Mechanistically, chronic psychological stress induced by stalking could activate sustained neuroendocrine and inflammatory pathways, increasing atherosclerotic disease progression and precipitating acute events. The persistence of associations after accounting for depressive symptoms underscores that the physiological impact of trauma may extend beyond overt mood disorders.
Limitations include reliance on self-reported stalking and cardiovascular outcomes, although medical record validation mitigates concerns. Potential residual confounding by unmeasured variables cannot be excluded. The cohort’s predominance of nurses may limit extrapolation to other populations without additional studies.

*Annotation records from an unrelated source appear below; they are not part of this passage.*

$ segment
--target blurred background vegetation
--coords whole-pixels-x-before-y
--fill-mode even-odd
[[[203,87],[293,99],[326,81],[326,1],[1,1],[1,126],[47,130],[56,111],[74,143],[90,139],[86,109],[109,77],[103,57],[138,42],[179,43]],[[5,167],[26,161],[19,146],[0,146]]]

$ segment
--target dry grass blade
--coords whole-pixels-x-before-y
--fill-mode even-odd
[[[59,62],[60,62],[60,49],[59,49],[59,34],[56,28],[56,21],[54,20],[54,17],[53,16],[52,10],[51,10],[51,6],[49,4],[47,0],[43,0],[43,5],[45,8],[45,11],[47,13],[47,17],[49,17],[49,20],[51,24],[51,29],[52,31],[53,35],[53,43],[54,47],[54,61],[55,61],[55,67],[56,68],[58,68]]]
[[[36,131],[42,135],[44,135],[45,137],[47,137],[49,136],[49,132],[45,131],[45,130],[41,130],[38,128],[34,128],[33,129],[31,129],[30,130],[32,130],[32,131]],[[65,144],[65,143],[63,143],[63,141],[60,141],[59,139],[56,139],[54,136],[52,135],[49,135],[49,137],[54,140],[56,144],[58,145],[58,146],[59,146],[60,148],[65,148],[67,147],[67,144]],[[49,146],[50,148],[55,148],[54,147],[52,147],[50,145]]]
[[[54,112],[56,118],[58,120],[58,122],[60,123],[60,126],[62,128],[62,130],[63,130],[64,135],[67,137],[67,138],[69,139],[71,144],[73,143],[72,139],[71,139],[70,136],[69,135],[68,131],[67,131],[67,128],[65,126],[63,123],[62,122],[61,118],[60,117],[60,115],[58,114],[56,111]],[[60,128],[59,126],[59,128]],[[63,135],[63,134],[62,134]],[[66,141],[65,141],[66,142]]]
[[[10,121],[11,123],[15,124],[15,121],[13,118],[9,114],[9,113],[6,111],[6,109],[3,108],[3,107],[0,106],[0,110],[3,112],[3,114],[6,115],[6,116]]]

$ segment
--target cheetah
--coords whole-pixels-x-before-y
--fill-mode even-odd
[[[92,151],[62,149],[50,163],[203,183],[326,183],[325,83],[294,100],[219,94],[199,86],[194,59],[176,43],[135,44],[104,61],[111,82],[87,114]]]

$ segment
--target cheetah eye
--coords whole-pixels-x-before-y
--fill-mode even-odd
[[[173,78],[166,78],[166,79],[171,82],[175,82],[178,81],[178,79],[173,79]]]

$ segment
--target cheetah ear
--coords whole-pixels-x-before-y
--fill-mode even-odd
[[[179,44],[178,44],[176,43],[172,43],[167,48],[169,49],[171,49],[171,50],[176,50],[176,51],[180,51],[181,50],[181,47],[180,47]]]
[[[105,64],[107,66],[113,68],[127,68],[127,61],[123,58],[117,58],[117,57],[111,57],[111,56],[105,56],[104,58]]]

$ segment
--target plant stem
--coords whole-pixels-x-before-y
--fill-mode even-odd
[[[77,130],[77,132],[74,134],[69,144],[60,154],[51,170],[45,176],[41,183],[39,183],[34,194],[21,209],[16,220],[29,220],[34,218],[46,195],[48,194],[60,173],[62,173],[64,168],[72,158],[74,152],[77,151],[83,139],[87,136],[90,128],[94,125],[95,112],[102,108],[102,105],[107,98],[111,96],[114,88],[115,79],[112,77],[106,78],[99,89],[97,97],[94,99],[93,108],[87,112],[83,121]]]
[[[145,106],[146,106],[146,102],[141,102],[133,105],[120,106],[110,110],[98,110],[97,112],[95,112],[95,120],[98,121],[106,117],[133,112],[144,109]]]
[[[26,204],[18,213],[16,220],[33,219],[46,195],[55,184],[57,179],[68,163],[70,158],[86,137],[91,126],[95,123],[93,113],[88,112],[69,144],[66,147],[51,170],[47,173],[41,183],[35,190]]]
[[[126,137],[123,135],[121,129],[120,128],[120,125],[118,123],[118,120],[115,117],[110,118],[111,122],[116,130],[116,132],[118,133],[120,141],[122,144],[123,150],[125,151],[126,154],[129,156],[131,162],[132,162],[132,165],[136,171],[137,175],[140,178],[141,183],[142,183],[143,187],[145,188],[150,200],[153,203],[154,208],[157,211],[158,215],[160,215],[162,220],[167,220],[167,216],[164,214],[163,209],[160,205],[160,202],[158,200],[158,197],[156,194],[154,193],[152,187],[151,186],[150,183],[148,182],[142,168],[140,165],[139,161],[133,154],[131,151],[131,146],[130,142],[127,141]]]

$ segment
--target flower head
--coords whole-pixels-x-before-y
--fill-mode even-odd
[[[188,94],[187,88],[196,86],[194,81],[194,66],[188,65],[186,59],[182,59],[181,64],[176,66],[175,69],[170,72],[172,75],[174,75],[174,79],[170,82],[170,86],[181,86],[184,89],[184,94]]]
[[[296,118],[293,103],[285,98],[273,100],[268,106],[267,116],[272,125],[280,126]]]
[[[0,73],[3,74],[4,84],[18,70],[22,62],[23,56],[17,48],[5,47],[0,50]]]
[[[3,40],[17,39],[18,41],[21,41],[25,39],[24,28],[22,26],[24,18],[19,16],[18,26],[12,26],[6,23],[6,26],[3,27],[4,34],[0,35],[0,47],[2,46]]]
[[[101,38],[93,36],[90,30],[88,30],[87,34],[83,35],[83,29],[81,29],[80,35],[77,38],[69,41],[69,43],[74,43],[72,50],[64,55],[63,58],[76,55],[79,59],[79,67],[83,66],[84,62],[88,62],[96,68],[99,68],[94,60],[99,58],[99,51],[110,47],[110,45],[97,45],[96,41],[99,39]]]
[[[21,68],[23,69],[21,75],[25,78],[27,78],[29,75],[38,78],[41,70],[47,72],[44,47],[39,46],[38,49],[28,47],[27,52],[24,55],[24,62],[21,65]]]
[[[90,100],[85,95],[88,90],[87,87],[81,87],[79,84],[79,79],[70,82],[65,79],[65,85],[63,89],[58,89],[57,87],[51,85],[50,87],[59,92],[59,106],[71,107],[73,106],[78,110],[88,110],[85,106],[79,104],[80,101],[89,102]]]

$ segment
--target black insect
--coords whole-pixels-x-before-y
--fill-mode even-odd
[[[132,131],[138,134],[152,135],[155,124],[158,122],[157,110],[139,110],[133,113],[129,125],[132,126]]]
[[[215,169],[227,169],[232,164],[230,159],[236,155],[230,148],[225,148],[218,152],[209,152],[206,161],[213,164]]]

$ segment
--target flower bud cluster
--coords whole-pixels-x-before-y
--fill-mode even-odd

Clinicians should recognize stalking as an important psychosocial risk marker for cardiovascular disease in women and consider integrating screening and trauma-informed care approaches within cardiovascular risk assessment frameworks. Multidisciplinary strategies involving mental health support and legal advocacy may enhance cardiovascular health outcomes in this high-risk group.
Conclusion
In summary, the Nurses’ Health Study II analysis furnishes compelling evidence that stalking and obtaining restraining orders are associated with a substantial increase in cardiovascular disease risk among women. These findings highlight the need to broaden cardiovascular risk models to include interpersonal violence exposures alongside traditional factors. Public health initiatives and clinical practice should address the pervasive impacts of violence on women’s health through comprehensive prevention, screening, and support interventions. Future research should explore biological mediators, intervention efficacy, and the role of sociocultural determinants in moderating this risk.